And then there are those who are planning to go into Social Work.

Do you really not know what you are buying into? You are reaching back into the social and economic upheaval wrought by the Industrial Revolution, when millions poured into cities and were unprepared for the demands of urban life. You are deliberately pushing your way into the early days of the Catholic Church, when the first poorhouses and orphanages were formed. While other college graduates focus on successful practices or business development or clientele who can pay for their services or their products, you are dealing with a profession aimed at the problems of poverty and sickness. Your clients are consistently unable to pay you-and yet you are studying to build a career among the vulnerable and the excluded.

You are working deliberately to serve the needs of broken families, abandoned or abused children, addicts, victims of human trafficking or racism or corrupt criminal justice systems. Do you get my point? Of all the professions you might have chosen, you are educating yourself to be a loser! Why would you go into Social Work?

You are doing it for just that reason; not to be a winner, but to risk being a loser. The best firefighter is not among the frantic evacuees running from the crisis, but the risk-takers running into it. There are the professions which run from human tragedy.

And then there is Social Work.

At its worst, Social Work is a profession, and its clients are numbers in long lines of mendicants. At its worst, Social Work is cold charity, efficiently turnstiling nameless humans through assembly lines of handout offerings of products or services. At its worst Social Work exists because it is funded, and the Social Workers are there as long as foundations or donors or local governments pay for their services.
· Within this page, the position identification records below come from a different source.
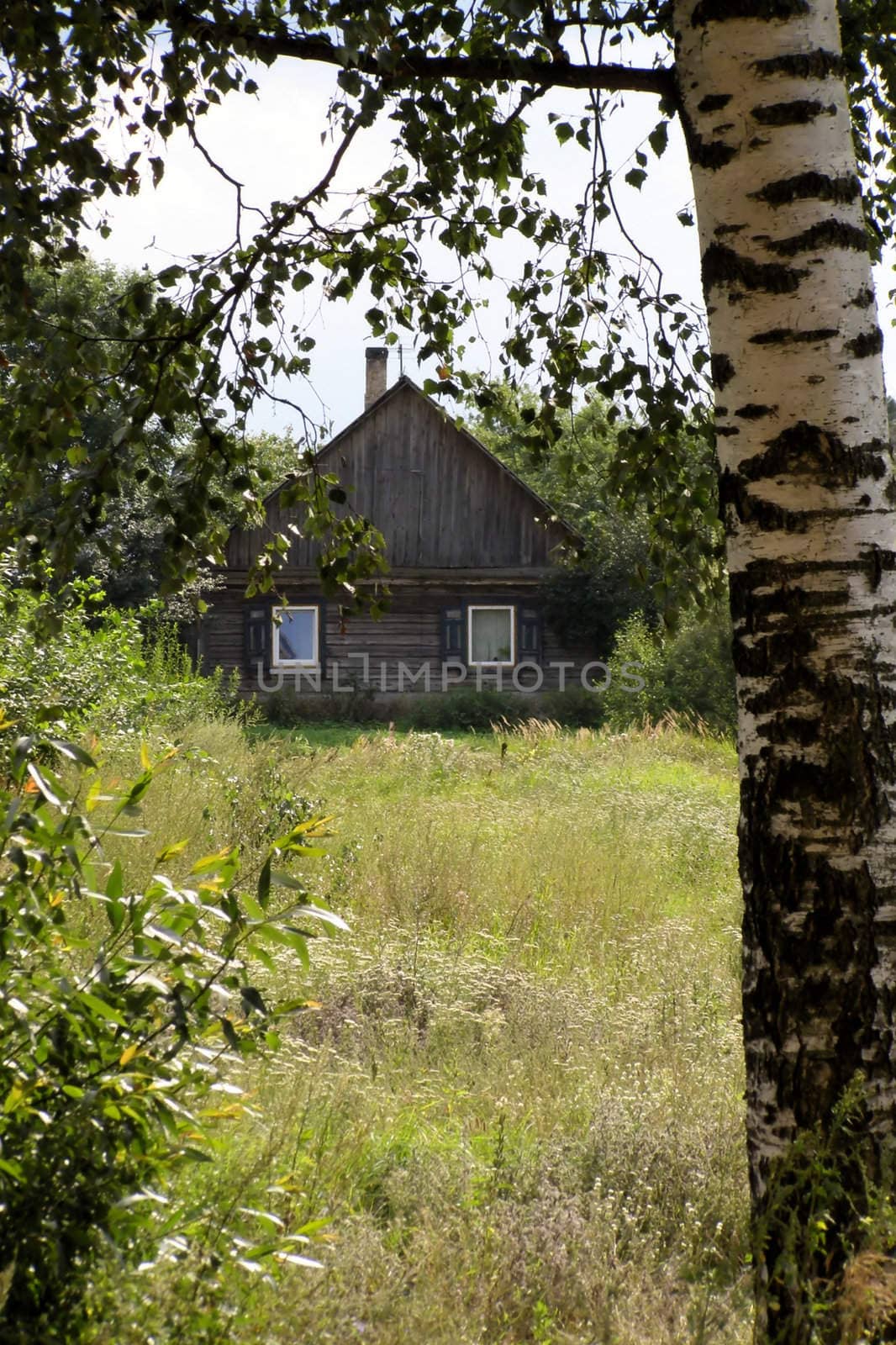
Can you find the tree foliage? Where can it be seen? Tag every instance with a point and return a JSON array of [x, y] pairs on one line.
[[631, 558]]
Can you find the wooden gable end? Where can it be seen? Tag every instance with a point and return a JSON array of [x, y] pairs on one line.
[[439, 498]]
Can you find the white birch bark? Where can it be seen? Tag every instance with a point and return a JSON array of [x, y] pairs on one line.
[[808, 494]]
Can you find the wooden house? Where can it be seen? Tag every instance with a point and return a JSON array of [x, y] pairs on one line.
[[468, 546]]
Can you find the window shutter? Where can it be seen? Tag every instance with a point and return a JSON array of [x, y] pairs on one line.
[[530, 636], [322, 638], [257, 638], [452, 634]]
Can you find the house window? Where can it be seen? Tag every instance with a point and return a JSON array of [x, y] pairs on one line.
[[492, 636], [296, 638]]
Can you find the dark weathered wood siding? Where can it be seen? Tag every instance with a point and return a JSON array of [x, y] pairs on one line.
[[409, 634], [437, 497], [459, 529]]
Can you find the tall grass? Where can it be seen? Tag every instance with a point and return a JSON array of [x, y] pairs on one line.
[[519, 1105]]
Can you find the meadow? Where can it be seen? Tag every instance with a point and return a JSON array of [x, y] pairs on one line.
[[512, 1110]]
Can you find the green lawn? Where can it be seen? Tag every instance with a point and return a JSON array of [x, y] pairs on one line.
[[519, 1102]]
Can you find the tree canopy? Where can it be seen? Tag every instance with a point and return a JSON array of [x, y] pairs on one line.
[[206, 338]]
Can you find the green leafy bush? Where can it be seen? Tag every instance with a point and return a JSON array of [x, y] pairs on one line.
[[71, 661], [689, 674], [120, 1013]]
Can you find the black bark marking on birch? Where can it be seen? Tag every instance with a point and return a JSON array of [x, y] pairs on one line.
[[826, 233], [723, 266], [714, 103], [705, 154], [806, 450], [717, 11], [755, 410], [723, 372], [867, 343], [795, 113], [811, 65], [810, 186], [786, 336]]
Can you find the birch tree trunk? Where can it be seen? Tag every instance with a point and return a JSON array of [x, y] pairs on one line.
[[808, 494]]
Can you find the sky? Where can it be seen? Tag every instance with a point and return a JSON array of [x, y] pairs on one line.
[[272, 145]]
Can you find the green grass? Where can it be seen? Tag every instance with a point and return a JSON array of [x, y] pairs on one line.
[[519, 1105]]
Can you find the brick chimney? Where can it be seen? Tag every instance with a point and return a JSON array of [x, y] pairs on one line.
[[376, 383]]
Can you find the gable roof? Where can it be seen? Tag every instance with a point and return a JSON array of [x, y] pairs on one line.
[[405, 382], [439, 497]]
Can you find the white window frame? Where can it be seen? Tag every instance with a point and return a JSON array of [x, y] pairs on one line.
[[493, 663], [276, 662]]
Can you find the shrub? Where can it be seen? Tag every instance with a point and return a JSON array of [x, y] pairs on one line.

At its worst, Social Work is a profession.

But at the Baylor College of Social Work, under the leadership of Diana Garland, and a dedicated staff of full and part-time faculty, you are being groomed for Social Work at its best. And at its best, Social Work is a calling.

Yes, at Baylor you are going into Social Work at its best.

Social Work at its best is not a knee-jerk reaction to the Industrial Revolution, or to the poverty or prostitution or mass sickness of the Middle Ages.

Its models are not Jane Addams or William Penn or even the charities of the Constantine Empire. There were benevolence systems among ancient Hebrews, Greeks, and Romans, but they were limited to citizens, not available to slaves or migrants. The concept of concern for the vulnerable, even the non-Jewish vulnerable, was introduced by Jesus.

He taught us principles above the ancient Hebrew law. The law commanded us to love our neighbor as ourselves. But He re-defined neighbor and lifted the concept to include the unacceptable. In Luke 10, a lawyer asked Him a question that opened the door to Jesus' principle of Social Work.

But he, willing to justify himself, said unto Jesus, And who is my neighbour? Luke 10:29

That question led Jesus to tell the powerful story of a victimized Jew who was ignored by his own countrymen, but rescued by an unknown Samaritan.

Jesus identified Himself with the victims, and challenged us to minister to the powerless as though they were Jesus Himself. Look at His image of Social Work in Matthew 25.

35 For I was an hungred, and ye gave me meat: I was thirsty, and ye gave me drink: I was a stranger, and ye took me in:
36 Naked, and ye clothed me: I was sick, and ye visited me: I was in prison, and ye came unto me.
37 Then shall the righteous answer him, saying, Lord, when saw we thee an hungred, and fed thee? or thirsty, and gave thee drink?
38 When saw we thee a stranger, and took thee in? or naked, and clothed thee?
39 Or when saw we thee sick, or in prison, and came unto thee?
40 And the King shall answer and say unto them, Verily I say unto you, Inasmuch as ye have done it unto one of the least of these my brethren, ye have done it unto me.

Matthew 25:35-40

He was the One Who embraced despised Samaritans and hated tax-collectors. He was the One who would cross the line between clean Jew and filthy leper. He was the One Who would not refuse His healing powers even to members of the Roman military, who would ultimately oversee His crucifixion.

And He was the One who would consider children as humans who should be recognized as humans, and not as simply a little above the beasts of the field. All of this brings us back to the text of this message:

4 Whosoever therefore shall humble himself as this little child, the same is greatest in the kingdom of heaven.
5 And whoso shall receive one such little child in my name receiveth me.
6 But whoso shall offend one of these little ones which believe in me, it were better for him that a millstone were hanged about his neck, and that he were drowned in the depth of the sea.

Matthew 18:4-6

The real basis of Social Work is in the Gospel of Jesus Christ.

So it is fitting that you are studying Social Work in a Christian university, and that you celebrate it today not with scholarly lectures, but in a worship service, with guests not from sister colleges, but from the church community of Waco and surrounding communities.

Why have you chosen Social Work as a profession?

Because Social Work, at its best, is not really a profession. At its best, it is a calling of Jesus Christ to look at the weak of the world as though they were ourselves. Social work is a ministry that re-defines clients as manifestations of Jesus Himself, to be loved and cared for as if we had the opportunity to minister to Jesus on the streets, or in the food lines, or behind bars, or wandering, bruised and battered by a drunken spouse, clutching a baby in His arms. Social work at its best is not obsessed by the efficient handling of as many clients as we can squeeze into a 9:00 to 5:00 work day, or the speedy dispensation of persons in a caseload (even the name dehumanizes the persons being ministered to).

You have chosen a field that does not pay, does not get public applause, and that guarantees frustration and the frequent question, "Why did I get into this?" Why on earth would you choose Social Work?

Because you know you have been picked out by God, called by Him to care for the least of these, anointed with the ability to love the unloveable, and sent forth to witness not for Family Services or the Food Bank, but for Jesus Christ, Who has invited all human beings into His family, and given us the example of Social Work at its best.

You are not where your peers expected you to be. You may not be where your own family wanted you to be. But you are exactly where God has placed you.

Why choose Social Work? You didn't choose Social Work. You have been chosen for it.